Chevron Corp. walked a narrow line yesterday in acknowledging humans’ role in climate change while highlighting uncertainties that could help shield it from cities’ claims for damages stemming from sea-level rise.

The California-based oil giant fielded questions from a federal judge on its understanding of climate change science, while the other four oil companies named by the cities of San Francisco and Oakland as contributing to climate change stayed silent.

Chevron’s attorney acknowledged mainstream climate science, which shows human-caused emissions of carbon dioxide playing a central role in rising average temperatures, while still disputing liability for effects linked to climate change.

“Chevron accepts the consensus in the scientific communities on climate change,” said attorney Theodore Boutrous, of the firm Gibson, Dunn & Crutcher. “There’s no debate about climate science.”

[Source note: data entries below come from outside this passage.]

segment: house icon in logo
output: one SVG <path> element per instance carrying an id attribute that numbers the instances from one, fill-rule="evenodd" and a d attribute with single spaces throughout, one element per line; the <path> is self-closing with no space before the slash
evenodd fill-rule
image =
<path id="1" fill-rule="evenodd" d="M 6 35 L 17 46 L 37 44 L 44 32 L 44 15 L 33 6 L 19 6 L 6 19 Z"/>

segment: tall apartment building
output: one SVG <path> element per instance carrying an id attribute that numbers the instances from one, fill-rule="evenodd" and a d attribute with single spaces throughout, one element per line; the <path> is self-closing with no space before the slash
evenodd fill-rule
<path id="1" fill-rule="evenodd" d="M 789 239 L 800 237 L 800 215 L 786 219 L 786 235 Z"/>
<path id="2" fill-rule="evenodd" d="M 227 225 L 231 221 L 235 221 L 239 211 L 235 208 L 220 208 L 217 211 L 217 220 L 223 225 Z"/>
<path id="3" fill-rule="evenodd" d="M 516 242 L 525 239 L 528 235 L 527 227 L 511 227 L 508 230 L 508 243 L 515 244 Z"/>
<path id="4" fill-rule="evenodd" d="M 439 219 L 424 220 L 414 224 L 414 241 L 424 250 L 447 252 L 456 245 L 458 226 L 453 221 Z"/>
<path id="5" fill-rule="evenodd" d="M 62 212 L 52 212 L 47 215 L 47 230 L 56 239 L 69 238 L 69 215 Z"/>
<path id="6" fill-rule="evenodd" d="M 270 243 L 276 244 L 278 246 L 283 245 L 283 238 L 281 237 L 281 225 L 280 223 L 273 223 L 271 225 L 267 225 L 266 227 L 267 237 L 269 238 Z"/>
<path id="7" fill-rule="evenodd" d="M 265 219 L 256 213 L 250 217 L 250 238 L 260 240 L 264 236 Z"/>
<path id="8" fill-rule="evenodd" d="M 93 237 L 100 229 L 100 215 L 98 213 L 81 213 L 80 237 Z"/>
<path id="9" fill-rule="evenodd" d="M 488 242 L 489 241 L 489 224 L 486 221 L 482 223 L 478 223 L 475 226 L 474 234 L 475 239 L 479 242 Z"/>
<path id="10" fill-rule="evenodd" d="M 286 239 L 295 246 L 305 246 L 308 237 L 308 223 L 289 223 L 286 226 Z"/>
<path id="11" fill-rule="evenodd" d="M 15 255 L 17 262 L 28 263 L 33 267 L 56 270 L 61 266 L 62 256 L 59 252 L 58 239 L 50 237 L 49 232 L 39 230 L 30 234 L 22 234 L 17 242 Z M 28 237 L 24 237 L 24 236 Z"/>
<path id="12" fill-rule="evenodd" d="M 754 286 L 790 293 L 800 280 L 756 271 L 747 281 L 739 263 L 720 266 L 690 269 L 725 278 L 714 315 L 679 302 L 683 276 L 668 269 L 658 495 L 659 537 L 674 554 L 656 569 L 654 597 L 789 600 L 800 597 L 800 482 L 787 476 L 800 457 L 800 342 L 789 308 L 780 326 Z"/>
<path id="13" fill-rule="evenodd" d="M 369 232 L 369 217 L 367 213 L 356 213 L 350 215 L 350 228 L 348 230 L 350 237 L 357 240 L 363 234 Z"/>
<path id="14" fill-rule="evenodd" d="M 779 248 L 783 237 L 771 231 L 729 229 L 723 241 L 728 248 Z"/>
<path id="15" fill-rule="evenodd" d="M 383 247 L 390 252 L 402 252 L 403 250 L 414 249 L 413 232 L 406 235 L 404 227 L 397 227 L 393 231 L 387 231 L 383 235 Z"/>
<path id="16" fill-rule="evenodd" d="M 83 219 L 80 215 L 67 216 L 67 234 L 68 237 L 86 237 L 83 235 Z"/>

Boutrous made the case that oil companies are not directly responsible for climate change. Rather, he said, humanity’s larger economic decisions are to blame.

“The IPCC does not say it’s the extraction and production of oil that is driving these emissions,” he said. “It’s economic activity that creates the demand for energy, and that leads to emissions.”

The unusual five-hour hearing was required by Judge William Alsup of the U.S. District Court for the Northern District of California, who is overseeing the cities’ lawsuits seeking damages related to sea-level rise and other effects of climate change.

Earlier this month, Alsup asked the cities and oil companies to answer nine questions, including “What are the main sources of CO2 that account for the incremental buildup of CO2 in the atmosphere?” and “What are the main sources of heat that account for the incremental rise in temperature on Earth?”

In answering those questions, Boutrous hewed to the Fifth Assessment Report from the U.N. Intergovernmental Panel on Climate Change (IPCC), issued in 2014. His presentation and the cities’ presentation overlapped significantly, acknowledging the historic contributions of scientists including Joseph Fourier, John Tyndall, Svante Arrhenius, Gilbert Plass and Roger Revelle.

But where Boutrous relied nearly exclusively on the U.N. report, which draws on science from 2012 and earlier, the plaintiffs cited more-recent and more-specific findings, like the National Climate Assessment and the state of California’s Ocean Protection Council guidance on sea-level rise, both released last year.

Under active questioning from Alsup, Oxford University physicist Myles Allen explained the details of carbon dioxide’s role in preventing infrared radiation from leaving the atmosphere, how various parts of the Earth absorb the molecules, and how the greenhouse effect works on other planets. He only got through about one-third of his material before he had exhausted his allotted hour.

“I didn’t know that U.S. courts did this kind of thing,” he said in an interview afterward. “I think it’s great.”

Another scientist called by the plaintiffs, Gary Griggs, an oceanographer at the University of California, Santa Cruz, who led the state report on sea-level rise, said that sea levels have been rising an average of 1.1 millimeters annually and warned of the possibility that polar ice sheets could melt and cause catastrophic rises.